However, other model selection criteria that you might

hear of are AIC, that's the Aikake Information Criterion.

BIC, Bayesian Information Criterion.

DIC, Deviance Information Criterion.

Bayes factor or Mallow's Cp.

There are many others that you can stumble upon as

well, but these tend to be the most commonly used ones.

The latter ones that we listed are beyond the scope of this course, though.

1:20

Let's start with backwards elimination using the adjusted R squared method.

Here, we start with the full model, the model with all possible predictors.

We drop one variable at a time, and record adjusted R squared of each smaller model.

Then, we pick the model with the highest increase in adjusted R squared.

We repeat until none of the models yield an increase in adjusted R squared.

1:44

Let's give an example for how to do that using the dataset that, from earlier.

For kids cognitive scores and predicting that value

from mom's high school status, mom's IQ score, whether

or not the mom worked during the first

three years of the kid's life, and mom's age.

The adjusted R squared for the full model is 20.98%.

And the second step, what we do, is we try

removing each one of the variables one at a time.

So for example, here we've removed the high

school status, and the adjusted R squared is 20.27%.

This is not an increase over what we had started with.

So, we know that it's not a good idea to move to this model.

We can also try removing mom's iq and we get

a really low adjusted R squared if we do that.

It must be that the iq variable is very

important for the prediction of the kid's cognitive score.

2:38

We can also try removing mom's work status and

that gives us an adjusted R squared of 20.95%.

Still not an increase from the original full model.

And lastly, let's try removing mom's age at birth of the child,

and we can see that the adjusted R squared has actually increased.

We had started with 20.98% and now we are at 21.09%.

A tiny increase, but still an increase, so we know, that in the first step, we need

to pick the model where we're predicting kid's score from high school status, IQ.

And work status of the mother.

Next, we move on to the second step, where

we once again try removing each one of the variables

one at a time, and we can see that none

of these options actually yield an increased adjusted R squared.
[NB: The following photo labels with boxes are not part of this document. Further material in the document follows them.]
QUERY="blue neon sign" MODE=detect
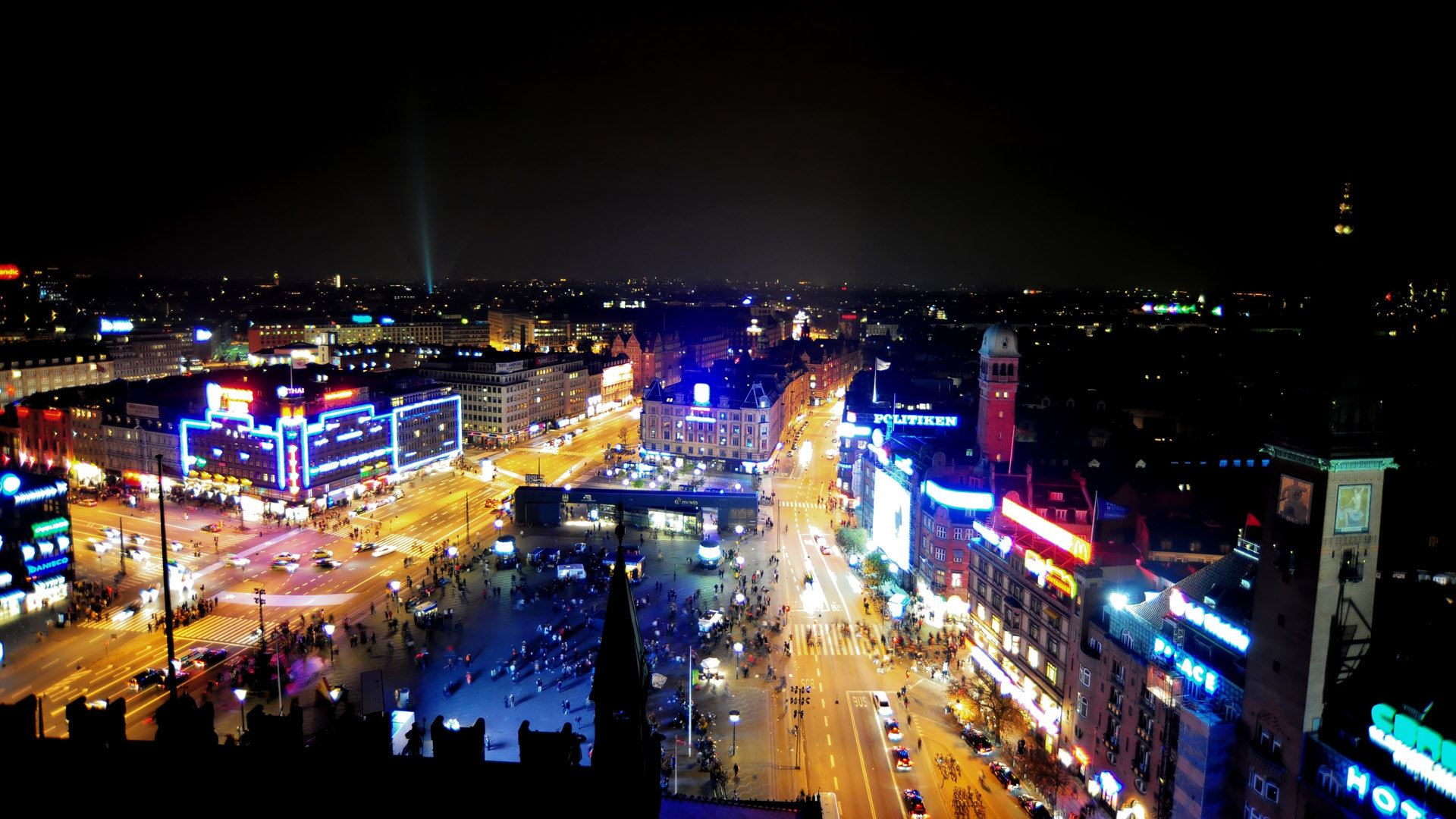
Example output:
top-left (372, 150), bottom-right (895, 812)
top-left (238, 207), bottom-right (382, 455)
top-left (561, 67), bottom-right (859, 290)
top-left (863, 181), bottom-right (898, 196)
top-left (1153, 637), bottom-right (1219, 694)
top-left (924, 481), bottom-right (996, 512)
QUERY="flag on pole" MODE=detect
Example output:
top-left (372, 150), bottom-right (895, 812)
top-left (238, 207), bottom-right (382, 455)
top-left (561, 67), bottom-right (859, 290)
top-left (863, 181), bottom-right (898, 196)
top-left (1097, 500), bottom-right (1131, 520)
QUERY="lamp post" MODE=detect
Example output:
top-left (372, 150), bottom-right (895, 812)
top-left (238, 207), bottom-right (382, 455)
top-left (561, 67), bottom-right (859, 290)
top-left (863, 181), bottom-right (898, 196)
top-left (728, 708), bottom-right (742, 756)
top-left (233, 688), bottom-right (247, 739)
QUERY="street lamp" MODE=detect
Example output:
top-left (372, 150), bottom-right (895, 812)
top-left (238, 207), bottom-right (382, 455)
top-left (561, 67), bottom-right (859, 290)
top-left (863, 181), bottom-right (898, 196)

Therefore, our final result is going to be the model that predicts kids.

Cognitive test score from Mom's high school status,

Mom's IQ and the work status of the mother.

3:41

In backwards elimination using the p-value method, we once again start with the full

model, then we drop the variable with the highest p-value and refit a smaller model.

We repeat this until all variables left in the model are significant.

To give an example, here is our full model, where we were predicting the kids'

cognitives course from the four predictors and the

variable with the highest p-value is mom's age.

So in the first step, we remove mom age from the model and refit the model again.

Using only high school status, IQ and work.

And once again we can see that mom's work status has a non-significant p-value.

And therefore, we would remove that from the model as well.

And refit the model one more time with simply high school status.

And the IQ score and we can see that now both

of these predictors have significant p-values so we would stop here.

As you can see we resulted in a slightly different

model using the p-value approach verses the adjust R squared approach.

And this is not unexpected.

We would expect to get very similar models but not

necessarily exactly the same model because our decision criteria is different.

5:00

Let's take a look at another example for practice.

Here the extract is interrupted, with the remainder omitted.